Nous croyons qu’il est aujourd’hui temps pour le Québec de passer à l’étape suivante et de considérer l’ajout d’une représentation permanente à Tel Aviv. Le Québec compte aujourd’hui près d’une trentaine de délégations, de bureaux et d’agents locaux, mais ne compte aucune représentation permanente en Israël. Nous croyons que cette absence nuit aux opportunités d’affaires entre le Québec et Israël et que l’ajout d’une telle représentation permettrait de soutenir plusieurs objectifs de la politique internationale du Québec de 2006, soit la promotion de l’identité et de la culture du Québec, le renforcement de la capacité d’action et d’influence de l’État québécois, et finalement, la stimulation de la croissance et de la prospérité du Québec.
Avec plus de 700 000 francophones, soit près d’une personne sur dix dans le pays, la vivacité de la Francophonie en Israël ne fait aucun doute et fait du pays un partenaire de choix pour le Québec.
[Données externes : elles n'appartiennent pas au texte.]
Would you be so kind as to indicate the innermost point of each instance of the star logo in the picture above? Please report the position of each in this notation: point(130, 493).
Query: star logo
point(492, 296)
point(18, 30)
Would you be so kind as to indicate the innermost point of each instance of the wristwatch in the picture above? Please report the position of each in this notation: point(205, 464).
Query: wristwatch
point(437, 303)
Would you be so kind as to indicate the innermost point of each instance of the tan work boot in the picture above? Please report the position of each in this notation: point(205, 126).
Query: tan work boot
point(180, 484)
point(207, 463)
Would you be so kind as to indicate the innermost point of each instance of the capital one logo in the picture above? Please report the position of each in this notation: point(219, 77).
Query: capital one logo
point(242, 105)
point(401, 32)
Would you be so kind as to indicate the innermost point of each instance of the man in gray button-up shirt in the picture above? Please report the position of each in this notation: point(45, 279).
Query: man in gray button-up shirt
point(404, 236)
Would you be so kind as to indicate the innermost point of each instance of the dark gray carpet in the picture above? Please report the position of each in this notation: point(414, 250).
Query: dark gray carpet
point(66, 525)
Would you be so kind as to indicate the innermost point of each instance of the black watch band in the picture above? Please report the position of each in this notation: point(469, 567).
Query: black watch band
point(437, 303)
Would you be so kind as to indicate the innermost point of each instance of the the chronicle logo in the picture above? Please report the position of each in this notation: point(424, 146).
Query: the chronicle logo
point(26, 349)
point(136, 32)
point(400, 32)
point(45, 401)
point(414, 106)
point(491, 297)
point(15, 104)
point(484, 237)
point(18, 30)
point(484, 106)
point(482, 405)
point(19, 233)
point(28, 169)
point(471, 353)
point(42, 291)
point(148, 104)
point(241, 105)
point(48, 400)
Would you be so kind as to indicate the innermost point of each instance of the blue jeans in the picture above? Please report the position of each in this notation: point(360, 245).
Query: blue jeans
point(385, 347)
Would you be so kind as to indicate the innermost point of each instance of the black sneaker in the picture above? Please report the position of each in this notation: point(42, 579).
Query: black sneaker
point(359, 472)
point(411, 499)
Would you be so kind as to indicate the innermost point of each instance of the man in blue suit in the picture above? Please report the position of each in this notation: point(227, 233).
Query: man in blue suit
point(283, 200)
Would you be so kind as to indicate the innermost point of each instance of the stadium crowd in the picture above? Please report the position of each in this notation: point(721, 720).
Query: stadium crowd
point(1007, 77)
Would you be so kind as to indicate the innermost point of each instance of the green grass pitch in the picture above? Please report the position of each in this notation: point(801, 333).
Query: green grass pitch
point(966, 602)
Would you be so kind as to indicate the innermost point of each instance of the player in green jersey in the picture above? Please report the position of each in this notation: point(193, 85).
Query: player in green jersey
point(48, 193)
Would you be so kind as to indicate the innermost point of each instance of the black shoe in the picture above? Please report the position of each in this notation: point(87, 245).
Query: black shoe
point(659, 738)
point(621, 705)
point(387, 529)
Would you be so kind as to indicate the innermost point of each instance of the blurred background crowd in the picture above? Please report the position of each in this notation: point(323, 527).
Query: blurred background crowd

Pour que ce partenariat puisse atteindre son plein potentiel cependant, il est nécessaire d’établir une représentation permanente pour que les outils soient disponibles afin de soutenir les projets futurs entre Québec et Israël.
Nous croyons que l’avenir de la politique internationale québécoise passe par le renforcement des relations bilatérales entre Québec et Israël, et que ce renforcement doit se traduire par une présence permanente du Québec à Tel Aviv. Nous croyons que le Québec a tout à gagner à y être représenté.